The Great Reconstruction

Tuesday, November 15th, 2005

The webserver that hosted this site was also recently hosting (albeit temporarily) the Lupper worm. That has been rectified, but it wasn’t simple. There was an installation of awstats on the old server setup that I had mostly forgotten about. While I believe the firewall I had setup on the box prevented any of the backdoors the worm opened from being useful, I couldn’t be certain. I decided to rebuild the box. I chose to use a new gentoo install. After some initial pains with booting the LiveCD (because my CD-ROM doesn’t support DMA), I was off to the races. Slowly. I started on Wednesday of last week, and just managed to turn on the blog again last night.

During the process, I managed to lose all the content to the blog. Luck was on my side, and I managed to recovery it. Wordpress uses MySQL as its backend database. Before I wiped the main drive of the server, I had exported the contents of the database and stored them on a separate drive. After getting gentoo up and running, I “emerge”d apache, MySQL, Wordpress and other stuff I needed. (The virtual hosting in gentoo is well done, btw.)

I was in the process of restoring my database and made a one character error. Instead of using ”< " to redirect the text file to the mysql command I used ">“ and redirected the output of the mysql command over my text file. One slip of the finger and two years worth of postings were gone. Ouch. I wasn’t pleased.

I managed to figure out that I could dump the unused blocks on the drive using debugfs. I let that go for a while and ended up with an 800MB+ file. A few greps later, and I confirmed my hope: the data was still on the drive. A little more investigation and I found the data was relatively contiguous in the dump file, AND because I hadn’t compressed the mysql dump, I could actually piece it back together. I threw together a couple of C programs. The first chopped out the stuff before my data and the second chopped out the stuff after my data. I ended up with a few megabytes of mostly text data that needed to be cleaned up, and as you can see, it worked.

What have I learned?:

  1. Understand your system
  2. Keep up to date on releases if you are going to have a public website
  3. Make sure backup files are read-only
  4. Don’t make major changes to your setup while tired, or if you do, triple check before hitting “return”

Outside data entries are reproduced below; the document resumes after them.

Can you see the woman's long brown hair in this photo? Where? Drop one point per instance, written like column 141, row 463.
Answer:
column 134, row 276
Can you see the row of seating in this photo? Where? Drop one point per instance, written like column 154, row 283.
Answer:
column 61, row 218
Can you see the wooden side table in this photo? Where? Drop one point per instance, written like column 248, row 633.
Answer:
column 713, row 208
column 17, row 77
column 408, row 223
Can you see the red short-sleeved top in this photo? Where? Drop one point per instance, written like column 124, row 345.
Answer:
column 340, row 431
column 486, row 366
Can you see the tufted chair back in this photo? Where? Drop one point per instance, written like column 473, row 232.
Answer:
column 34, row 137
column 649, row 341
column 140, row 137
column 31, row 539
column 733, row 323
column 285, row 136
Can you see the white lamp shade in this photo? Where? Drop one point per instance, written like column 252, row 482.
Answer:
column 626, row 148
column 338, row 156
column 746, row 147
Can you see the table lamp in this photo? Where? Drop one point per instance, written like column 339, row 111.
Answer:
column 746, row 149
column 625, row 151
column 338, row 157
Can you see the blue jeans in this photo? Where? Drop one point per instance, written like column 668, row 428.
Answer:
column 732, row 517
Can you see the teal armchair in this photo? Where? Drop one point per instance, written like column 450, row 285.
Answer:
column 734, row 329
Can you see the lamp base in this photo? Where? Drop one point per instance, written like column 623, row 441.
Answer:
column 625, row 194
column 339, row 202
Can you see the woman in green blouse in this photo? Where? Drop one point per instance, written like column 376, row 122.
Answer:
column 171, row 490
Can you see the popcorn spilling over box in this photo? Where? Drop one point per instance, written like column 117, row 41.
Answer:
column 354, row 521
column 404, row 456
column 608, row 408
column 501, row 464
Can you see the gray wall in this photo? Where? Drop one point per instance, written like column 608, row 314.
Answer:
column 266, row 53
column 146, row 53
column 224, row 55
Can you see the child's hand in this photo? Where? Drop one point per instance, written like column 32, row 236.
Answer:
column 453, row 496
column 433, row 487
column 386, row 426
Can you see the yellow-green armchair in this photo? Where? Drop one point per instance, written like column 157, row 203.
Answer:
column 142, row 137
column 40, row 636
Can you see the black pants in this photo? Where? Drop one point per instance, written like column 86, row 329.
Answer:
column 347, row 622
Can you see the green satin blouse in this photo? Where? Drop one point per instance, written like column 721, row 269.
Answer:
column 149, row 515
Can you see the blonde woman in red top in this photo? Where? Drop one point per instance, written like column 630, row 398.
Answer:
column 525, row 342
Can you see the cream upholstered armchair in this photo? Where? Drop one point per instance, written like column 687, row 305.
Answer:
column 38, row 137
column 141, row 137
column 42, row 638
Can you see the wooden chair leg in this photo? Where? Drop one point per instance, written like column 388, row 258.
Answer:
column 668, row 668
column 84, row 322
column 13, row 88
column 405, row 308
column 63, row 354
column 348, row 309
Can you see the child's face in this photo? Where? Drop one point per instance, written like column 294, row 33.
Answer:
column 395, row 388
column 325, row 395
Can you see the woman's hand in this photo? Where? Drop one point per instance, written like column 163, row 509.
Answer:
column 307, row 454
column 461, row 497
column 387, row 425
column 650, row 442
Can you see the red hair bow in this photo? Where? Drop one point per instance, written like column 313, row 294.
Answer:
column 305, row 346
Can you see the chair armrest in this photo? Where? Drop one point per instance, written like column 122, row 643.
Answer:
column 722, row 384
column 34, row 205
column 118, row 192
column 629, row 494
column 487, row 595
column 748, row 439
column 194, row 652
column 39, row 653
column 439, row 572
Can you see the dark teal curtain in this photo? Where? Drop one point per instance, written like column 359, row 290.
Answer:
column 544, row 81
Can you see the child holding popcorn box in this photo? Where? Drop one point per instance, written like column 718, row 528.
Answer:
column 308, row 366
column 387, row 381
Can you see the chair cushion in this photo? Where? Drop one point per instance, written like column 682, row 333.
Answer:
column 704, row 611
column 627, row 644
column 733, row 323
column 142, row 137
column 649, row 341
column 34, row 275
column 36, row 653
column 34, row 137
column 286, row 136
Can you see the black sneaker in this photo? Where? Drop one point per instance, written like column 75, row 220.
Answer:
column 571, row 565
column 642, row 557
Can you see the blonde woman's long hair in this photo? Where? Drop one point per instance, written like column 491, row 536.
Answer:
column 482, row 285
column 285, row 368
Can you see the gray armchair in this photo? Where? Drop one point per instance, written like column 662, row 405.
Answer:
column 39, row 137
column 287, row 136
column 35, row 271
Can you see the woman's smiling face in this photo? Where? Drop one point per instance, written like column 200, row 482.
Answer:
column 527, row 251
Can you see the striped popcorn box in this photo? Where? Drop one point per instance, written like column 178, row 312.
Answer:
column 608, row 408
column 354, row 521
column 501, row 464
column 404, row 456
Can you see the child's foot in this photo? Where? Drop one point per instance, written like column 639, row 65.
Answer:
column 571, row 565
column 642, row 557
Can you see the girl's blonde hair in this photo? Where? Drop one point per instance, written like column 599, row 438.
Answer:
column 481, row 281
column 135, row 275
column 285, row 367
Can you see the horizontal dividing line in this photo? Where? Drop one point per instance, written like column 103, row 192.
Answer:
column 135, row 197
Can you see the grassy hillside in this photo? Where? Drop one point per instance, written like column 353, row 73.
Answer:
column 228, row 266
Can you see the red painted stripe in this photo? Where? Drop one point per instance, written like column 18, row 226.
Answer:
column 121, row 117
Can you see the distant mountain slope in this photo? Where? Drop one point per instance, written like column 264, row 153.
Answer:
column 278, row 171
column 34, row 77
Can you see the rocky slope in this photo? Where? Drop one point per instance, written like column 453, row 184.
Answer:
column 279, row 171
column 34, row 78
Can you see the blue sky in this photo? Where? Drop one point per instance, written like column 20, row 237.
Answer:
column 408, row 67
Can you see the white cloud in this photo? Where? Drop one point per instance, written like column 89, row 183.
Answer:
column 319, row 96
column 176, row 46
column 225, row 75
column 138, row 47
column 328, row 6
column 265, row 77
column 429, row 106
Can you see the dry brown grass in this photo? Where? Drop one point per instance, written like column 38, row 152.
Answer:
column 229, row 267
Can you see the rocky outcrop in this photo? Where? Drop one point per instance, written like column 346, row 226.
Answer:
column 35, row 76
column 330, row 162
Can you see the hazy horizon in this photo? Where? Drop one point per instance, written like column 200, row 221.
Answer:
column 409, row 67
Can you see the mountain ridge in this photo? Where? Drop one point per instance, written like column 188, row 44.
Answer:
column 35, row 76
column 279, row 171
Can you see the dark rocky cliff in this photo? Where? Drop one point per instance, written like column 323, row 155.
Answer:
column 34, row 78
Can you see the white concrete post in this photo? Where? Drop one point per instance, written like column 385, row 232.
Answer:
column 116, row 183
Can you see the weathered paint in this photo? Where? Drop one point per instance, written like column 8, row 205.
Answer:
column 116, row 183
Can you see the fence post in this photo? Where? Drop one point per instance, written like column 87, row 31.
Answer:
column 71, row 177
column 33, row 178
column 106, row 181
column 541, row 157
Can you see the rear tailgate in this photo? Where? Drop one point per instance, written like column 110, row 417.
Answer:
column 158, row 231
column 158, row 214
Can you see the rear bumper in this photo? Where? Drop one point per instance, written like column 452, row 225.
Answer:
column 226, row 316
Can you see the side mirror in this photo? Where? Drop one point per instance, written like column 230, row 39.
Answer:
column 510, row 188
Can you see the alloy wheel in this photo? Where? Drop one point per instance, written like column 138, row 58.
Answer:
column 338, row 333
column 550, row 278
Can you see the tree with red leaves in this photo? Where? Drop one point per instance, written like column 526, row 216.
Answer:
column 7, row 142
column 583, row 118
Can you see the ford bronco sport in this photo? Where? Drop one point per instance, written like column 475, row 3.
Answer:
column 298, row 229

I’m confident managing this system will be much easier now that I am using gentoo. The old server had been running RedHat 8 with lots of stuff hand upgraded by me. Now it is running a 2.6.x kernel, and a sane packaging management solution. Kudos to gentoo. Hooray for being able to go to bed at a sane time again.

Creeps Everywhere

Wednesday, September 28th, 2005

I had to remove some of the pictures from the gallery because some mal-adjusted asshole posted links to a few of Morgan’s pictures on a little-boy fetish website. This is quite disturbing to both myself and Lisa. If this continues, I’ll be forced to password protect all of our images.

I’m not a violent person by nature, but the notion of someone using Morgan’s pictures that way makes me want to be.